Article publié dans le magazine Direction[s] n° 168 d’octobre 2018

La résiliation judiciaire du contrat de travail laisse entre les mains du conseil de prud’hommes le pouvoir de rompre celui-ci. À l’heure du recul général du contentieux prud’homal dû à la rupture conventionnelle, aux formalités de saisine de la juridiction et du plafonnement des indemnités, décryptage de la procédure aux torts de l’employeur, potentielle action « refuge » pour les salariés.

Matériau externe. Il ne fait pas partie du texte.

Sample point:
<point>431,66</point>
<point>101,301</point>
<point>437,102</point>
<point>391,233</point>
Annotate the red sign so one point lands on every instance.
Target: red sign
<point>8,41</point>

La résiliation judiciaire s’analyse comme une rupture du contrat de travail du salarié aux torts de l’employeur prononcée par un conseil de prud’hommes. La particularité de cette action ? Elle réside dans le maintien du lien contractuel pendant tout le temps de la procédure prud’homale, laquelle peut parfois atteindre plus d’une année. Il n’y a en effet aucun « circuit court », à la différence d’une demande de prise d’acte de la rupture aux torts de l’employeur (audience de jugement théorique dans le délai d’un mois à compter de la saisine). De surcroît, en obtenant gain de cause, l’employeur devra conserver dans ses effectifs un salarié ayant explicitement sollicité par voie judiciaire la rupture du lien contractuel…

La tentation est grande d’écourter cette situation en prononçant, en cours de procédure, un licenciement. Elle devra être impérativement refrénée. En effet, sauf cas de faute grave postérieure à la saisine, un tel licenciement pourrait être jugé comme nul car portant atteinte à la liberté fondamentale dont dispose le salarié de saisir un conseil de prud’hommes. Il faudra donc faire preuve de patience et de stratégie.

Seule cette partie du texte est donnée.